If Minnesota is to have any chance in this game, they must establish RB Adrian Peterson. He needs to be effective to keep the Dallas defense guessing and off balance. Judging from the Vikings body of work in the last 5 games of the regular season, what momentum or confidence do they have to hang their hats on? Unlike the Cowboys, and the last contest against the Giants has to be completely discounted, the Vikings were headed in the wrong direction coming down the December stretch. Without any type of running game to speak of, the Chicago Bears elected to pit INT-prone Jay Cutler against Favre in a Soldier Field shoot-out. Advantage, Bears? Again, the key being neutralize Peterson and attack Favre. Do the Vikings really want to go toe-to-toe with a red-hot Tony Romo? With Antoine Winfield hobbled and Darren Sharper in New Orleans?

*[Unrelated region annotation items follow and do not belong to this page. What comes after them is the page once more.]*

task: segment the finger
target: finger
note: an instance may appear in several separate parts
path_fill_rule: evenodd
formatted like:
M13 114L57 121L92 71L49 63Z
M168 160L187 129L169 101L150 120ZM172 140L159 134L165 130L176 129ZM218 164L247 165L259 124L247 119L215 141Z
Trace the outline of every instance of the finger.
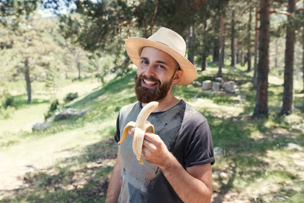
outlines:
M146 147L150 152L153 152L156 150L157 148L155 145L150 143L149 141L147 141L145 140L144 140L143 143L142 143L143 147L144 146Z

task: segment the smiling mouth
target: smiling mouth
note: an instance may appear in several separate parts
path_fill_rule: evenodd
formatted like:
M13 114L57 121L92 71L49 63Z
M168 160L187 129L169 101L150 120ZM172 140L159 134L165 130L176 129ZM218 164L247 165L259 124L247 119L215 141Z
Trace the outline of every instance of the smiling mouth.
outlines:
M142 80L143 83L148 86L154 86L157 85L157 83L155 82L152 82L147 80Z

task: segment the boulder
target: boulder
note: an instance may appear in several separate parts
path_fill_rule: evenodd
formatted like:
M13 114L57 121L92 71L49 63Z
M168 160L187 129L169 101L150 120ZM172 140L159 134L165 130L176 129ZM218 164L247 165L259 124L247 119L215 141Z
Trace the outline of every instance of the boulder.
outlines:
M218 82L213 83L212 90L215 92L219 92L220 90L220 84Z
M55 114L54 120L67 119L72 116L82 116L90 111L88 109L77 111L75 109L68 108Z
M206 80L203 82L203 90L209 90L211 89L211 81Z
M46 128L52 126L52 124L49 122L37 123L32 127L32 130L43 130Z
M235 93L236 90L235 89L235 83L234 81L229 81L225 82L224 85L225 91L229 93Z

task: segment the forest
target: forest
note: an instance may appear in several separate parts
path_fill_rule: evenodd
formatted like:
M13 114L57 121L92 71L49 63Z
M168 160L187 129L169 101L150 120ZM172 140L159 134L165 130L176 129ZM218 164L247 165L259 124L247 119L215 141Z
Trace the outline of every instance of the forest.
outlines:
M173 94L224 152L212 202L302 202L303 0L0 0L0 202L105 200L117 113L136 101L125 42L161 27L182 37L198 72ZM218 78L235 91L202 89ZM69 108L89 113L48 121Z

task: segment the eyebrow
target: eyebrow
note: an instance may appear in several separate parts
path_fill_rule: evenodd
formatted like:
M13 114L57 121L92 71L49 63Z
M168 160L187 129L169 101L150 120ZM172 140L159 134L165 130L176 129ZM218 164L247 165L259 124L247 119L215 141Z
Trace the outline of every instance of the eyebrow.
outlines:
M147 58L147 57L141 57L140 59L141 59L146 60L147 60L147 61L149 61L149 59L148 58ZM168 64L166 62L163 61L162 60L158 60L156 62L157 63L163 63L163 64L164 64L165 65L168 65Z

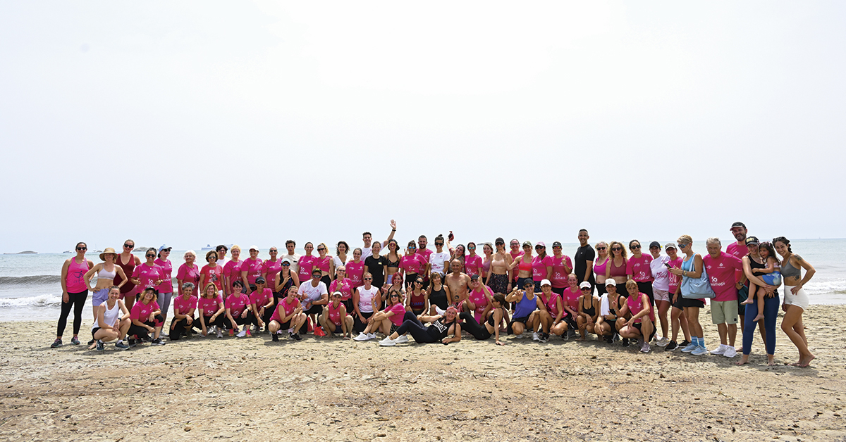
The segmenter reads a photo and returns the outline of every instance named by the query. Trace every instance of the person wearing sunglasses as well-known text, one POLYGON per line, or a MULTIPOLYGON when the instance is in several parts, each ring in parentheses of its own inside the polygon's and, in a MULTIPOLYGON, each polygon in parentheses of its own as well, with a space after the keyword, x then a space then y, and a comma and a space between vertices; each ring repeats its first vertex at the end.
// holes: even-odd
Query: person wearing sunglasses
MULTIPOLYGON (((132 277, 129 278, 129 281, 138 286, 140 290, 152 288, 155 291, 156 286, 164 281, 164 270, 156 264, 155 248, 148 248, 144 257, 147 259, 146 262, 135 266, 135 270, 133 270, 132 277)), ((196 281, 192 281, 190 282, 196 281)), ((157 296, 158 293, 157 292, 156 295, 157 296)), ((133 301, 135 300, 126 302, 126 308, 129 311, 132 311, 129 306, 135 304, 133 301)))
POLYGON ((382 308, 382 292, 379 287, 373 285, 373 276, 369 272, 364 274, 364 285, 356 287, 353 293, 353 329, 356 333, 361 333, 371 324, 374 310, 382 308))
POLYGON ((130 279, 132 274, 135 272, 135 266, 141 265, 141 259, 132 254, 132 250, 135 248, 135 242, 127 239, 124 242, 124 251, 120 253, 114 263, 124 270, 125 280, 115 281, 115 284, 120 286, 120 298, 126 303, 126 308, 132 310, 132 305, 135 303, 135 285, 130 279))
POLYGON ((567 276, 573 273, 573 261, 570 257, 561 253, 561 243, 552 243, 552 268, 549 281, 552 283, 552 292, 562 295, 567 288, 567 276))
POLYGON ((629 242, 629 250, 632 255, 626 261, 626 281, 637 282, 638 292, 646 293, 650 305, 655 305, 655 295, 652 293, 652 270, 649 263, 652 262, 652 255, 643 253, 640 242, 633 239, 629 242))
POLYGON ((699 278, 702 276, 705 265, 702 256, 693 251, 693 238, 689 235, 682 235, 677 240, 678 249, 684 254, 680 269, 670 269, 670 273, 682 277, 682 285, 676 291, 676 296, 680 297, 681 305, 684 308, 684 317, 688 320, 688 328, 690 330, 690 344, 682 348, 682 352, 699 356, 708 353, 708 348, 705 347, 705 334, 702 331, 702 325, 699 323, 699 310, 705 308, 704 298, 687 298, 681 295, 684 286, 684 278, 699 278))
MULTIPOLYGON (((629 281, 629 276, 626 275, 628 264, 626 249, 623 247, 622 243, 617 241, 612 241, 608 244, 608 249, 611 251, 611 258, 608 259, 608 264, 605 266, 605 280, 607 281, 608 278, 611 278, 617 283, 618 287, 622 287, 629 281)), ((576 275, 576 277, 578 276, 576 275)))
POLYGON ((250 247, 250 258, 241 264, 241 281, 244 286, 247 288, 246 294, 252 293, 255 290, 255 280, 261 276, 261 267, 264 261, 259 258, 258 246, 250 247))
MULTIPOLYGON (((303 313, 308 316, 312 325, 317 324, 317 315, 323 313, 323 306, 329 303, 329 292, 326 283, 321 281, 322 272, 315 267, 311 270, 311 280, 299 285, 299 302, 303 304, 303 313)), ((299 334, 308 333, 309 324, 304 323, 299 330, 299 334)))
POLYGON ((497 253, 491 257, 491 271, 488 272, 485 279, 485 285, 491 287, 494 293, 505 293, 511 292, 511 263, 514 262, 511 255, 505 251, 505 240, 497 237, 494 242, 497 253))
MULTIPOLYGON (((605 241, 600 241, 596 243, 594 248, 596 249, 596 257, 593 261, 593 274, 596 281, 596 294, 602 298, 602 295, 607 293, 605 290, 605 270, 608 265, 608 243, 605 241)), ((576 277, 578 276, 576 275, 576 277)))

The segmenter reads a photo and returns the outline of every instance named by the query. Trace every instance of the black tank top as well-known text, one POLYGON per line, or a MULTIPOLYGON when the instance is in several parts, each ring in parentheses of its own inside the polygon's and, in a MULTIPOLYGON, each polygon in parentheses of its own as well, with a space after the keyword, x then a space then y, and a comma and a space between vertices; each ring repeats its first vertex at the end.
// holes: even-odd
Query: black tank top
POLYGON ((432 289, 431 293, 429 293, 429 303, 437 305, 442 310, 447 309, 448 302, 447 291, 443 289, 443 284, 441 284, 441 290, 432 289))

Offensive Rookie of the Year Percy Harvin and Sidney Rice must be watched at all times, but the Cowboys have the athletes to stay with both, and Coach Joe DeCamillis has recently found ways to shut down potent return games. Not trying to get the cart before the horse, but outside of this game being on the road, facing Minnesota is more appealing than the just put-to-bed Eagles. All the talk about the Vikings' home record needs to be taken with a grain of salt. How many of those contests came down to a last second mad scramble by Lord Favre? Bad teams were allowed to hang around with the Vikings all day long. Suffice it to say, the Cowboys present a different type of opponent. Tony Romo is going to have a chance to slice and carve the Vikings'' defense like a Thanksgiving turkey. Look for Pro Bowler Jason Witten to play a huge role in this contest. Romo will repeatedly look to his security blanket to keep the chains moving and the scoreboard lit.
The key, as in recent contests, will be scoring early, gaining momentum and taking the home crowd out of the game as much as possible. The Cowboys have enjoyed very good fortune when they convert their first offensive possession into points. Continue this trend, and the Cowboys should be able to enjoy success. The confidence factor is certainly in place, and the Dallas Cowboys are playing good football. There is no greater combination for the month of January. The entire organization is to be credited for the 2009-10 success, but it's my personal belief that Stephen Jones and Joe De Camillis should shoulder co-MVP honors for the Dallas Cowboys. DeCamillis gets it for sheer determination and perseverance. The road he traveled since coming to the Cowboys is nothing shy of miraculous and inspirational. Stephen Jones is the "Voice of Reason." His offseason personnel suggestions were spot on, and he is to be credited for the winning culture and atmosphere that currently exists at Valley Ranch. Yes, Jerry makes the whole thing go, but Stephen understands the pulse. Finally, one heartbeat.